Thirty beds in three rows were constructed. Each plot was 2.5 ft. by 3 ft. with a 3 ft by 3 ft. over-spray area between plots. All plant material was removed from the plots and a woodland soil mixture was spread over the beds.

The soil mixture consisted of 3/4 pine bark mulched COMPOST (fungal) and 1/4 worm castings, horse manure and veggie compost (bacterial). The planting occurred when the moon was in Scorpio on October 9th , a good transplanting day according to one time honored planting system. Dr. Jeanine Davis, the Project Cooperator, participated in the planting with two other people from the NCSU Agricultural Extension Service Research Station in Fletcher, NC. Nine hundred plants out of 1000 roots ordered were actually used. Each plot had thirty roots planted in five rows with six plants to a row. The spacing was approximately 6 inches between plants and 9 inches between rows.

Spraying Of Natural Fungicides

In early April the heavy leaf mulch was removed. Some plants were replanted and some were lost. A plant count was taken later in April and 674 plants had survived the winter and were sprayed with either (1) goldenseal, (2) horsetail, (3) Oxidate, (4) micronized compost tea or (5) water (as a control). This is a triple blind study and the ground was prepared with goldenseal or water drench.

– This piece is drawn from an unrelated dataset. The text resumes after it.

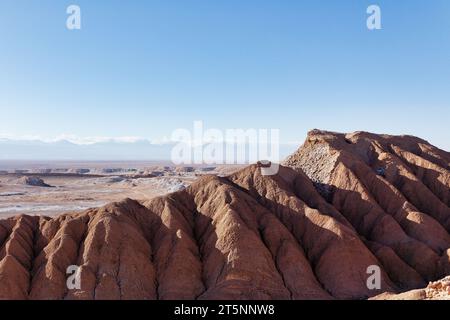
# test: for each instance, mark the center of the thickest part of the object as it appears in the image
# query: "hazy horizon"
(140, 70)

Each application was scheduled to be sprayed on a weekly cycle. It should be mentioned for historical importance, that the weather was considered to be in drought conditions for the entire study.

Findings Of The Study

Dr. Jeanine Davis and her staff, headed by George Cox, prepared the final report. Initial indications were that approximately half of the spring time count survived the hot, drought-ridden summer. The control plants appeared to be the first to die off, which was anticipated. Goldenseal spray may not be as effective as the other three sprayed plots of horsetail, micronized compost tea and Oxidate.

Eagle Feather Farm uses goldenseal washes for the soil fungus, and horsetail hand sprayed on the parts of the plant that show yellowing around the edges of the leaves.